Reputation: 19805
i have a problematic json string contains some funky unicode characters
"test":{"foo":"Ig0s\x5C/k\x5C/4jRk"}}
and if I convert using python
import json
s = r'{"test":{"foo":"Ig0s\x5C/k\x5C/4jRk"}}'
json.loads(s)
# Error..
If I can accept to skip/lose the value of these unicode characters, what is the best way to make my json.loads(s)
works?
Upvotes: 0
Views: 2127
Reputation: 153
I'm a bit late for the party, but we were seeing a similar issue, to be precise this one Logstash JSON input with escaped double quote, just for \xXX.
There JS.stringify
created such (per specification) invalid json texts.

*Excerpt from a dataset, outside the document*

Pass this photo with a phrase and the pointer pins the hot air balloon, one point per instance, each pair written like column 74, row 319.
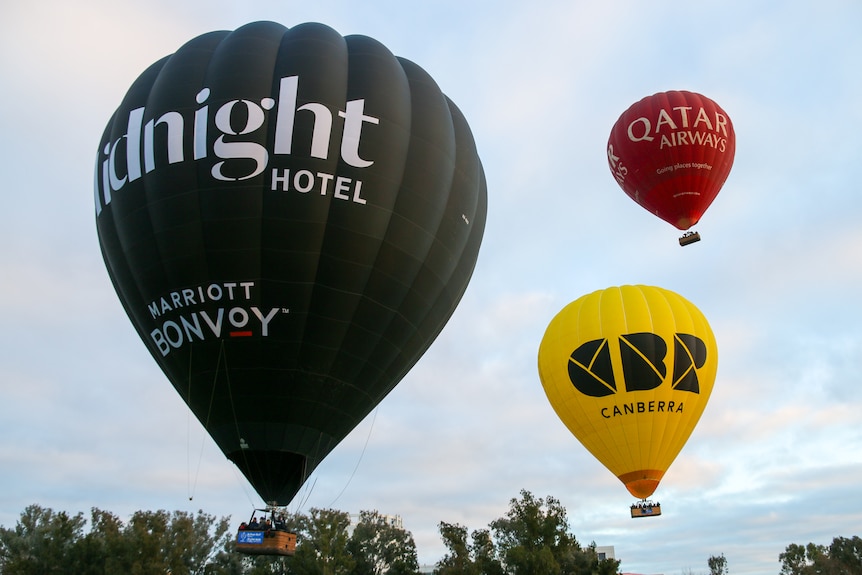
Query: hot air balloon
column 289, row 218
column 629, row 371
column 671, row 153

The solution is to simply replace the \x
by \u00
, as unicode escaped characters are allowed, while ASCII escaped characters are not.
import json
s = r'{"test":{"foo":"Ig0s\x5C/k\x5C/4jRk"}}'
s = s.replace("\\x", "\\u00")
json.loads(s)
Upvotes: 0
Reputation: 1121266
You don't have JSON; that can be interpreted directly as Python instead. Use ast.literal_eval()
:
>>> import ast
>>> s = r'{"test":{"foo":"Ig0s\x5C/k\x5C/4jRk"}}'
>>> ast.literal_eval(s)
{'test': {'foo': 'Ig0s\\/k\\/4jRk'}}
The \x5C
is a single backslash, doubled in the Python literal string representation here. The actual string value is:
>>> print _['test']['foo']
Ig0s\/k\/4jRk
This parses the input as Python source, but only allows for literal values; strings, None
, True
, False
, numbers and containers (lists, tuples, dictionaries).
This method is slower than json.loads()
because it does part of the parse-tree processing in pure Python code.
Another approach would be to use a regular expression to replace the \xhh
escape codes with JSON \uhhhh
codes:
import re
escape_sequence = re.compile(r'\\x([a-fA-F0-9]{2})')
def repair(string):
return escape_sequence.sub(r'\\u00\1', string)
Demo:
>>> import json
>>> json.loads(repair(s))
{u'test': {u'foo': u'Ig0s\\/k\\/4jRk'}}
If you can repair the source producing this value to output actual JSON instead that'd be a much better solution.
Upvotes: 1
Reputation: 414079
If the rest of the string apart from invalid \x5c
is a JSON then you could use string-escape
encoding to decode `'\x5c into backslashes:
>>> import json
>>> s = r'{"test":{"foo":"Ig0s\x5C/k\x5C/4jRk"}}'
>>> json.loads(s.decode('string-escape'))
{u'test': {u'foo': u'Ig0s/k/4jRk'}}
Upvotes: 1